Out of curiosity, did you evaluate the cost of those extra meets when using an actually monotonic Java specification (which as you describe should be the general case)?

No, I have not done that. It would be interesting to see what the performance impact of that would be.

I should point out that there is a subtle case that actually requires the self-meet on return values. The problem arises when the value context just before a function invocation changes (perhaps the invocation was inside a loop). The new context could have a stronger value at its exit (TOP by default, or something else even if some path to its exit was analyzed) than the exit value of the old context.

I'm not sure I can come up with a detailed example off the top of my head, but the general pattern is something like:

// analyzing when a = BOTTOM
function f(a) {
  x = 0;
  while (...) {
     f(x); // First time calls f(0); second time calls f(BOTTOM).
     x++;
  }
}

To summarize, there is likely an error on line 32 in Figure 1 of the VASCO paper. The correct statement should be OUT(X, n) = OUT(X, n) ∩ b1 ∩ b2.

This meet can be avoided by creating new contexts using a clone operation instead of fresh construction whenever the calling context at a given invocation node changes (i.e. becomes weaker). The clone operation would initialize all nodes in a value context's control-flow graph with data-flow values from its source context... Thereby preserving monotonicity throughout.

In this line of thought, would modifying the lattice and distinguishing between a "not analyzed" (the new TOP) and a "no information" (the current TOP) value would simplify the algorithm (at the expense of more complex flow functions and meet operator)?

Possibly. The resulting effect on the order of pulling nodes out of the worklist appears to be same as the current implementation of VASCO. However, you would now need client analyses to be aware of these two separate values in their definition of the data-flow value domain (generic type A in the implementation of the VASCO classes). We've tried to avoid going down that route but there certainly may be a way of implementing this more elegantly.

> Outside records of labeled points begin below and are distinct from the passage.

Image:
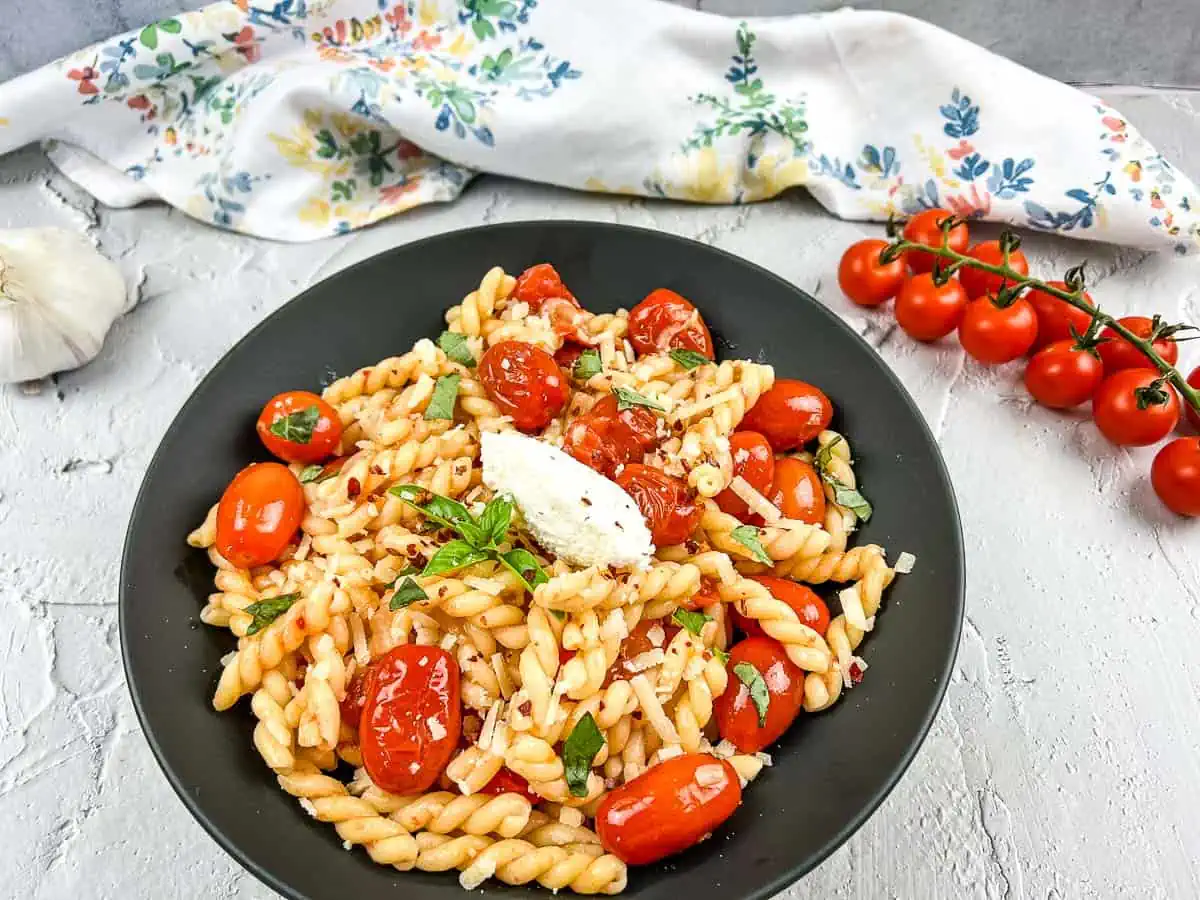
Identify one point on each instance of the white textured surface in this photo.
(1066, 761)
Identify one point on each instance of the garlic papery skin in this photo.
(58, 299)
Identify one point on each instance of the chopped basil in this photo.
(629, 399)
(456, 348)
(579, 750)
(297, 427)
(267, 611)
(587, 365)
(759, 694)
(689, 359)
(445, 394)
(691, 621)
(408, 592)
(748, 537)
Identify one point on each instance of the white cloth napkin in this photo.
(298, 119)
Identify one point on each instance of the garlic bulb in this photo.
(58, 299)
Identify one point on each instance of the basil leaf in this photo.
(408, 593)
(445, 394)
(629, 399)
(748, 537)
(456, 348)
(297, 427)
(267, 611)
(689, 359)
(691, 621)
(525, 565)
(759, 694)
(453, 556)
(587, 365)
(579, 750)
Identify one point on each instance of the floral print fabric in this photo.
(299, 119)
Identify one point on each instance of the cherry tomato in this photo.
(1057, 318)
(927, 228)
(664, 321)
(667, 503)
(258, 514)
(790, 414)
(1129, 418)
(1117, 353)
(525, 382)
(864, 279)
(996, 335)
(737, 718)
(810, 609)
(412, 718)
(797, 491)
(978, 283)
(1062, 376)
(606, 437)
(753, 461)
(1175, 475)
(667, 808)
(311, 436)
(928, 311)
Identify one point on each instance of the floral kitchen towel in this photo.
(299, 119)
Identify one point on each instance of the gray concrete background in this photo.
(1085, 41)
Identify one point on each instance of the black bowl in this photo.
(829, 772)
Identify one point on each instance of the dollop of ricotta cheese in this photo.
(571, 510)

Is the "transitions" map some kind of graph representation of those call strings? Or did you determine that explicit call strings were not mandatory, and that invoked-method-based tabulating would yield the same results as an "explicit call strings" approach?

You are absolutely right.

The value-contexts formulation is an implementation of the functional approach, which is a dual of the call strings approach, as outlined by Sharir and Pnueli in the classic (aptly-named) 1978 article Two approaches to interprocedural analaysis.

However, the reason I prefer the value-contexts approach is that it gives you the best of both worlds. The context-transition graph constructed at the end of the analysis is a data structure that allows querying for the context for any call string, which can be arbitrarily long. Think of the graph as a finite state machine where each node represents a regular expression of all call strings for which it corresponds.

I believe this is more powerful (in terms of querying power) than the extended call strings approach (Khedker & Karkare, 2008). You don't necessarily have to do a meet over all interprocedurally valid paths -- you can keep the contexts and their analysis results separate until you really need them. For example, if you were to use the results of pointer analysis in a subsequent analysis, you don't have to ask "dox and y ever alias in method M?"; instead, you can ask "do x and y ever alias in method M when called from some calling context X?".

This ability to query the context for any call string can also be powerful if you were to use the results of data-flow analysis at run-time. For example, if you were to pause a program in a debugger and query its call stack, you would know exactly what value context that stack frame belongs to because you could walk the context-transition graph starting from main() all the way up the stack. This was partly the motivation for the invention of value contexts, as I was trying to use ahead-of-time data-flow analysis to guide dynamic optimizations. Unfortunately, that did not end up being very practical.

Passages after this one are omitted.